Idea: Web app to compile all ME/CFS study test results

forestglip · Sep 6, 2024

I'm imagining a website where people can add all ME/CFS studies that compared one or more things to another group. For example, I, or others, would add level of lactate in CSF from the NIH study, and change in VO2 on second CPET from all the CPET studies, etc, compared to healthy controls. For each test in each study, you would add whether the paper reported that the effect was significant and in which direction (higher or lower).

I think this could be useful so that if you see a new study that measures, say, lactate levels, you could quickly pull up all past studies that have looked at it as well to see if this might be building on a pattern, or doing the opposite.

Apart from that, you could sort by "most replicated" which could be based on some sort of score that gives more points for more replications and penalizes per study that showed opposite effect. This could give a glimpse into potentially some of the strongest leads.

I'm thinking of trying to make this. What do you all think? Actually useful or no?

Trish · Sep 6, 2024

In theory a great idea, but...

Anyone doing a study should do a preliminary literature review beforehand to see what's been done already, so such collation should already exist in research teams.

There are lots of review articles that are intended to collate and review evidence on a particular theme.

There are thousands of medical and biomedical papers published every year, so the task is either massive or has to be restricted to specific aspects and confined only to ME/CFS, such as CPET.

Is there already such a collation done for ME/CFS?

How far back in history would the search go?

Quality is often so poor that data is worthless, how would such a compilation deal with that?

Does it require expert knowledge to be able to use the resulting compilation in any meaningful way?

There are thousands of things that can be measured in humans - from metabolomics, proteomics, genomics ..... would such a website resource just end up with hundreds of short unsorted lists?

Who would use it?

ME/CFS Science Blog · Sep 6, 2024

I think it might be a good idea but I also see potential problems.

The vast majority of studies only report summary data (mean, sd, p-value) or in some cases just that the measurement wasn't significant. So the overview of data that is publicly available likely be a small subset of what has been published and tested.

In addition there is often a problem with the quality of data.

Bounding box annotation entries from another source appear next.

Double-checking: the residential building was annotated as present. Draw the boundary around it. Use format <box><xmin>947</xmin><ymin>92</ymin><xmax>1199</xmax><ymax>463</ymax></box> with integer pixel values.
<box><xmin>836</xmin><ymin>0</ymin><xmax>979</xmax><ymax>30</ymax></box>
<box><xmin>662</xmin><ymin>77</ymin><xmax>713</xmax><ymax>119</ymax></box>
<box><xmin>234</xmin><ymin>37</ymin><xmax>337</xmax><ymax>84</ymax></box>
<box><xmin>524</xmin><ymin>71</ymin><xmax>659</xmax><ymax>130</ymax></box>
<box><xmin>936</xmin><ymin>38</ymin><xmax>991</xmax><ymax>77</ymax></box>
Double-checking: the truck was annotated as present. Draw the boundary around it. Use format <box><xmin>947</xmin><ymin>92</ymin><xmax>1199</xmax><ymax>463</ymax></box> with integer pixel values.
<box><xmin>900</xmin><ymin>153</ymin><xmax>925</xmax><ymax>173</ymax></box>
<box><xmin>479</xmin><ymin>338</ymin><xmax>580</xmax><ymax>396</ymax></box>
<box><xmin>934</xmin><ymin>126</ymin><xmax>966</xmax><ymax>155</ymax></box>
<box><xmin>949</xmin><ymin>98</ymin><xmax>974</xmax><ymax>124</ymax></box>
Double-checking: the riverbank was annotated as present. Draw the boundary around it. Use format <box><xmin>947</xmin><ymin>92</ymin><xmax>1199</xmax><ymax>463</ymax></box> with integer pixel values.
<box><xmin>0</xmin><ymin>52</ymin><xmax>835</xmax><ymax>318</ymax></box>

If one does not take this into account, the overview of data may be misleading.

forestglip · Sep 6, 2024

Trish said:
Anyone doing a study should do a preliminary literature review beforehand to see what's been done already, so such collation should already exist in research teams.

Trish said:
There are lots of review articles that are intended to collate and review evidence on a particular theme.

That's true, but maybe because the number of different things tested is so large, (for example, 445 chemicals in just the NIH CSF metabolomics study), and there are so many studies, it's hard to get a bird's eye view of the entire ME/CFS field. So while a researcher studying metabolomics might have a pretty good idea of the data in that field, it might be hard to stay current on everything else, to make connections to other fields.

Even in a given field, I think the advantage would be that this is exhaustive, including every single test, while a review would necessarily do a bit of summarizing, I think.

Trish said:
There are thousands of medical and biomedical papers published every year, so the task is either massive or has to be restricted to specific aspects and confined only to ME/CFS, such as CPET.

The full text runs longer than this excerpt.